3. A local real estate firm has told a client that the average Price of a house in Suburb 2 is $420,000. You have been asked to evaluate this claim. Use a One Sample t Test for the Mean to evaluate the claim that the average price is $420,000.
4. Size and Price: One of the clients wants information on Size of houses as it relates to price.
a) First create a new variable (column) labelled Size Group which divides Size up into two size groups as follows:
Under 200 square meters Small
200 square meters and over Large
b) Produce suitable graphs or charts to help in providing the information requested on the Size of the house as it relates to Price.
c) Find 95% CI intervals for the small and large houses Price. Is there any interaction (overlap) between the two Confidence Intervals? What does this tell you about the Prices for the two Sizes.
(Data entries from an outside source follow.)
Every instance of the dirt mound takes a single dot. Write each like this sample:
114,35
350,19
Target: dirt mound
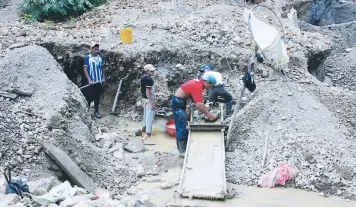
312,139
61,117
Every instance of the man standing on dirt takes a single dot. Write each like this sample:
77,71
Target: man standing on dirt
218,89
192,89
149,102
95,76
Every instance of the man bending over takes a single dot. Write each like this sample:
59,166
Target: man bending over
192,89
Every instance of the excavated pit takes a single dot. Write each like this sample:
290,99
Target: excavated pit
316,65
173,68
326,12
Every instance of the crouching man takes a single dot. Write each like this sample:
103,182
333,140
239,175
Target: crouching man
218,89
192,89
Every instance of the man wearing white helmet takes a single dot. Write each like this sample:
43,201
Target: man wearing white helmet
149,101
218,89
192,89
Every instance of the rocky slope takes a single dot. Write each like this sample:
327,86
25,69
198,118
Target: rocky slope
54,111
178,37
314,138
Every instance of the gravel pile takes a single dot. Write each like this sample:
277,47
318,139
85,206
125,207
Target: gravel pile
312,140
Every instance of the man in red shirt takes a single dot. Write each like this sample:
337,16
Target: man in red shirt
192,89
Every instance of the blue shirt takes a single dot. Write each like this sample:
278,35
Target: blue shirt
95,65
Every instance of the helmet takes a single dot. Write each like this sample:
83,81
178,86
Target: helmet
209,78
207,66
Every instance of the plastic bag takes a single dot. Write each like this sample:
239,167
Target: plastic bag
278,176
15,185
267,38
58,193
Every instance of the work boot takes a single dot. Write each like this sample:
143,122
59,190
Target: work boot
97,115
228,109
182,146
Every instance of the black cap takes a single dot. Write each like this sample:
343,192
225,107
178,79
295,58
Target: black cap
96,45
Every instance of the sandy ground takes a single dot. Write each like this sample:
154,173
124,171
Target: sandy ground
150,187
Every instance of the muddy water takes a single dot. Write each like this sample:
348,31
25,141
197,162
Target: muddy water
160,140
246,196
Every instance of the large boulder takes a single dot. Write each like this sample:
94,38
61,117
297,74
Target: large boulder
310,129
63,111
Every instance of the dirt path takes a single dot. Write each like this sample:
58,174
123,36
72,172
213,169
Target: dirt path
150,187
10,13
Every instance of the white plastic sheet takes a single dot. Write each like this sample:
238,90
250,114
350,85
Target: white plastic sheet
58,193
267,38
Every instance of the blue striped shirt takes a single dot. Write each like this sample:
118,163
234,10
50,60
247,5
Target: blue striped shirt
95,65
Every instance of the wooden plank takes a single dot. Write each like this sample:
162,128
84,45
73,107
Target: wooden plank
4,94
204,166
69,167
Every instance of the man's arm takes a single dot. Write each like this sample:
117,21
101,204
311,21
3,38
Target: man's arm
86,65
198,99
102,68
201,107
150,99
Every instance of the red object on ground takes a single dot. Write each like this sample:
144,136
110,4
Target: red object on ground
171,130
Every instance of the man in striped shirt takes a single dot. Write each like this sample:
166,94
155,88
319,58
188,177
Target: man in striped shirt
95,76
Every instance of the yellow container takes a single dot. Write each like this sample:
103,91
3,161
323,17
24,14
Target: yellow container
126,35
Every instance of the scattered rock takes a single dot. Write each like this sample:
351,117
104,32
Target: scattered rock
69,202
344,172
42,186
135,147
169,184
9,199
17,45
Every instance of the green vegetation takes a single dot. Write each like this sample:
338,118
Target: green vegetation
57,10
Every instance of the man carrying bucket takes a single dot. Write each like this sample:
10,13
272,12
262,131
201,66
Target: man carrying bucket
149,102
95,76
192,89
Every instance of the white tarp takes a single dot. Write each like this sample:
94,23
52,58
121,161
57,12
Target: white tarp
267,38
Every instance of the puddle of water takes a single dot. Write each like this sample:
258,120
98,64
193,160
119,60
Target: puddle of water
161,140
247,196
163,143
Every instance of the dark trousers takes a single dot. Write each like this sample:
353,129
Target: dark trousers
219,90
93,93
180,119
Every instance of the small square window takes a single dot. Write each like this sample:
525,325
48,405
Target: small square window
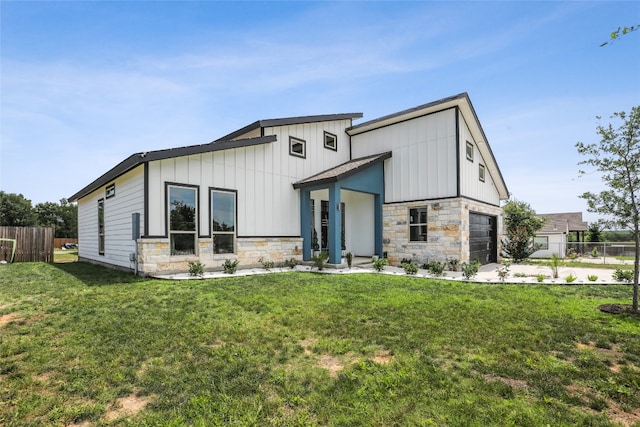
297,147
330,141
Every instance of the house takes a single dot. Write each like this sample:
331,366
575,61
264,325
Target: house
420,184
554,235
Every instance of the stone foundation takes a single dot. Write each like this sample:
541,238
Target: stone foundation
447,230
154,254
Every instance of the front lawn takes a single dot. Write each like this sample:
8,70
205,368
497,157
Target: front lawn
82,345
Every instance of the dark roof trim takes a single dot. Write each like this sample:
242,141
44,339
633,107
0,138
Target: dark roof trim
139,158
289,121
342,171
411,110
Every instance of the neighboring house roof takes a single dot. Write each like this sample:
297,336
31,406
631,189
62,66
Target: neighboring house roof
261,124
563,223
461,101
148,156
342,171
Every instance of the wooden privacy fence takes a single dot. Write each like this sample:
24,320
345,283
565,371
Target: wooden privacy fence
26,244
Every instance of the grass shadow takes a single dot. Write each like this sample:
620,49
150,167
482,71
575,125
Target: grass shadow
97,275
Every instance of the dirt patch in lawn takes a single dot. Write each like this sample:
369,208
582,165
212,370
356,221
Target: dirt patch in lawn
127,406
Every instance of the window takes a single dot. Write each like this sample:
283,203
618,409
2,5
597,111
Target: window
182,219
330,141
101,227
223,221
297,147
541,242
110,191
418,224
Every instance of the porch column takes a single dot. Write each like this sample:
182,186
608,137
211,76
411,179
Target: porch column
378,224
335,225
305,223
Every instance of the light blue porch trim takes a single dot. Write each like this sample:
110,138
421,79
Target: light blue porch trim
369,180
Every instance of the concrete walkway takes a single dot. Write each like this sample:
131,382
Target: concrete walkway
486,274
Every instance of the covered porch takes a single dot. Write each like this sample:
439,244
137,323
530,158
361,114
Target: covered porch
342,206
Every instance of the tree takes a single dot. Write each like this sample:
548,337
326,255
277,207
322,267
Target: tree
520,227
621,31
617,158
16,210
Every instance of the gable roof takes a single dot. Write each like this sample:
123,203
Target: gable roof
260,124
563,223
460,101
148,156
342,171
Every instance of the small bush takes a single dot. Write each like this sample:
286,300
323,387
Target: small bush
291,263
470,269
436,268
379,263
349,259
230,266
410,268
621,275
267,264
320,259
196,268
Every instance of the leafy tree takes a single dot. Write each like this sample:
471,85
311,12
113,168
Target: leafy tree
520,227
63,217
617,157
621,31
16,210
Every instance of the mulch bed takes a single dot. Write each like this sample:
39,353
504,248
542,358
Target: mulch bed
619,309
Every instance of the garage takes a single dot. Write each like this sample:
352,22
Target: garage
483,243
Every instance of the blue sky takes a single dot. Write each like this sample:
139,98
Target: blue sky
86,84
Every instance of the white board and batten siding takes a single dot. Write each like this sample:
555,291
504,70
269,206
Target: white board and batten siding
470,184
263,176
128,199
423,163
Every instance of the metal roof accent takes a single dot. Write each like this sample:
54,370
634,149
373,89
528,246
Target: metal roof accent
139,158
289,121
342,171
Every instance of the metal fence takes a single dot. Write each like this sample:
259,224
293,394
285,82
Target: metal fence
597,252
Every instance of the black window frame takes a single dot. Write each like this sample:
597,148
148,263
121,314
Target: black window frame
293,140
335,141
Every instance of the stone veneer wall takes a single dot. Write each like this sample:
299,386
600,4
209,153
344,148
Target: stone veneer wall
154,257
447,229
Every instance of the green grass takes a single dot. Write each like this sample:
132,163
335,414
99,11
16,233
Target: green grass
79,343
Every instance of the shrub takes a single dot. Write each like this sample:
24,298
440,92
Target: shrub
349,259
436,268
503,271
621,275
410,268
320,259
470,269
291,263
230,266
196,268
267,264
379,263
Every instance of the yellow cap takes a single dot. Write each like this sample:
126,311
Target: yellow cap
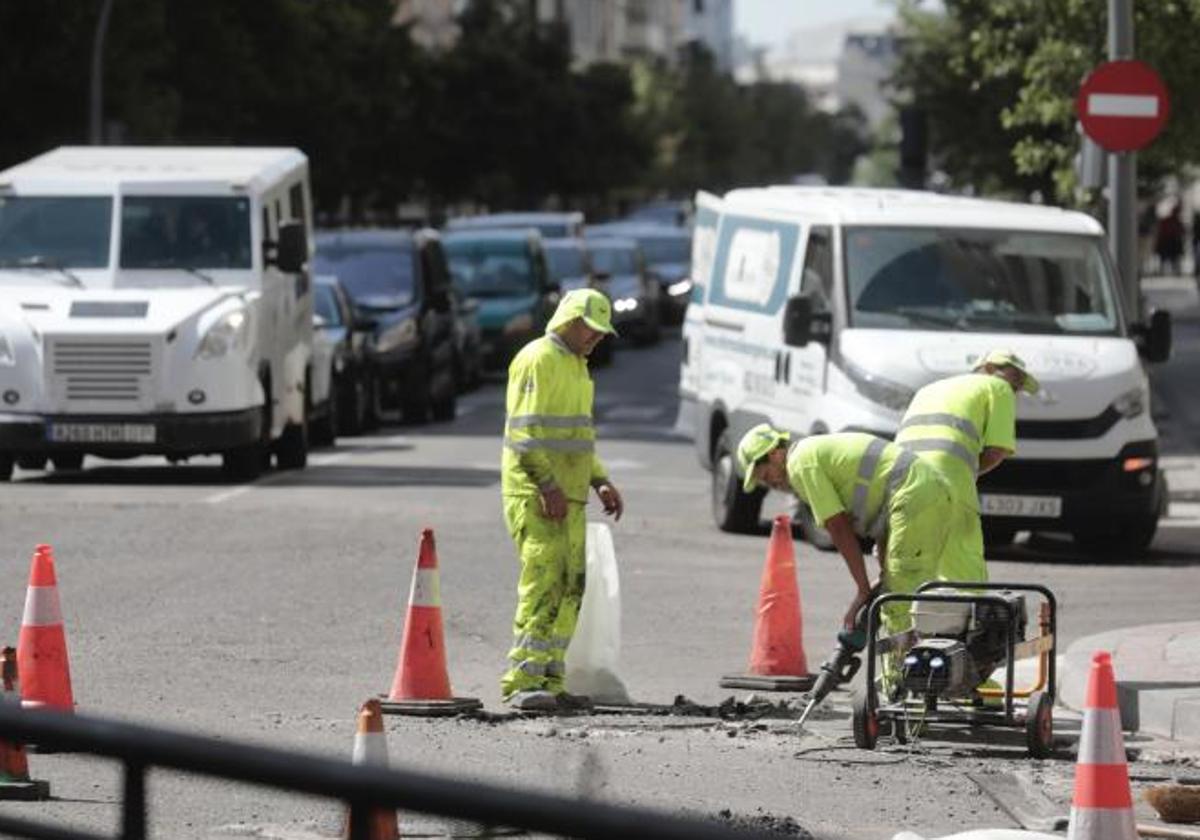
753,445
592,306
1009,359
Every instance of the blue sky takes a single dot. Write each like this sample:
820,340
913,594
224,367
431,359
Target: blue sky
769,22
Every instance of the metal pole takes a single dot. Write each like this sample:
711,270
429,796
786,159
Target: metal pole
1123,175
96,100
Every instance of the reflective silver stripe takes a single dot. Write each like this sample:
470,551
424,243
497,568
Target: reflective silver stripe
1104,743
42,609
426,589
943,419
551,421
551,444
370,748
867,466
897,475
1102,823
948,447
531,643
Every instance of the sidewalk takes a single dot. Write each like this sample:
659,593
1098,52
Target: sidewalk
1158,677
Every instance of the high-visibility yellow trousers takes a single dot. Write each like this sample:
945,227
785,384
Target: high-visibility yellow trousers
550,592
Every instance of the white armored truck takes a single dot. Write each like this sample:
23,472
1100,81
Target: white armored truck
155,300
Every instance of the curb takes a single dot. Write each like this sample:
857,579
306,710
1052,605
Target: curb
1161,690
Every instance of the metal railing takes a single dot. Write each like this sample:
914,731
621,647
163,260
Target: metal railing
361,787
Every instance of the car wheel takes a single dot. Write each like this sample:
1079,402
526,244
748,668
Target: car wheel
67,462
733,509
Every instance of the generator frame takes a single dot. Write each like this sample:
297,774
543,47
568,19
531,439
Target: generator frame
1035,714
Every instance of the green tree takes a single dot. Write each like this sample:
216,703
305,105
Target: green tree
999,79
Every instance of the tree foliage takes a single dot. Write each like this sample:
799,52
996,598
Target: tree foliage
999,78
503,118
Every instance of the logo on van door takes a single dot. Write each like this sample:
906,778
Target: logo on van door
753,264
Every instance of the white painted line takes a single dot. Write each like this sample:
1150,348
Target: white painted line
1122,105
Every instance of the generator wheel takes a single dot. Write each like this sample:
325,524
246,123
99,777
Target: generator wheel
865,723
1039,725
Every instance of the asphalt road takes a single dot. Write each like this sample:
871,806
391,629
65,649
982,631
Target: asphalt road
269,611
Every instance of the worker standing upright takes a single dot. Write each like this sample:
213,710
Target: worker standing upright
859,486
966,426
547,466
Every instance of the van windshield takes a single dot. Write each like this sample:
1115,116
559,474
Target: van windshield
55,232
185,232
491,269
982,281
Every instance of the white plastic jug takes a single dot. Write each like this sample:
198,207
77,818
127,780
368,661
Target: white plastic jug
594,653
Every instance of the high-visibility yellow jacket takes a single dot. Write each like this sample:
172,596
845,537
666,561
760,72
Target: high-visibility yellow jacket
952,420
549,437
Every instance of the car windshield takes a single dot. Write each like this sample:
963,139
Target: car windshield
565,263
613,261
491,269
665,249
185,232
65,232
324,304
375,275
984,281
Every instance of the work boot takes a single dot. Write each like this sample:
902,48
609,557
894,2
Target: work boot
538,700
573,702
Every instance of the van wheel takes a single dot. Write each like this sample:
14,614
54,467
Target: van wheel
733,510
292,450
67,462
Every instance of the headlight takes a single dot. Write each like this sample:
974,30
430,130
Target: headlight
877,389
1132,403
521,323
232,330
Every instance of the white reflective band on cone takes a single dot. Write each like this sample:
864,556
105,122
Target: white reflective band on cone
1102,823
1104,744
42,609
370,748
426,589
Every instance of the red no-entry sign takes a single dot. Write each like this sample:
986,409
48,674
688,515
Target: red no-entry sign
1123,105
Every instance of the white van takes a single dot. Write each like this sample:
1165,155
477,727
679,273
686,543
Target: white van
823,310
155,300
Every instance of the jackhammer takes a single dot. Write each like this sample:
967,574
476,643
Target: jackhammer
844,663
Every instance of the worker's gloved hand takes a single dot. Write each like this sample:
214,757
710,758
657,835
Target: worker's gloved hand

5. Produce a scatter plot of Price vs Size (Size should be on the horizontal axis). Make sure you label your axes properly and that your graph has an appropriate title. Briefly describe the nature of the relationship between these two variables.
Use XL to carry out a regression analysis on these two variables. Copy the output into your assignment and use it to respond to the following:
a) Write down the regression equation.
b) State the R-Square value and the Standard Error and explain what they mean with respect to this data.
c) Write down the value of the gradient of the regression line and explain what it means in this case.
d) Is the constant or intercept value significant in this case? How do you know this?
e) Briefly explain why you think this regression model is, or is not, a good model.
Price and Suburb indexes:
a) Determine the Suburb index for each suburb after regressing Price with Size of the house. Use the multiplicative model in calculating suburb indices: ImprovedPredictedPrice=PredictedPrice(as a function of Size) × Suburb Index.
Hint: Use a similar technique to the time series technique that calculates seasonal indices.
b) Interpret the suburb indices in the context of the problem.
6. Using information from your analyses write a short concluding paragraph about house prices and sizes for different suburbs.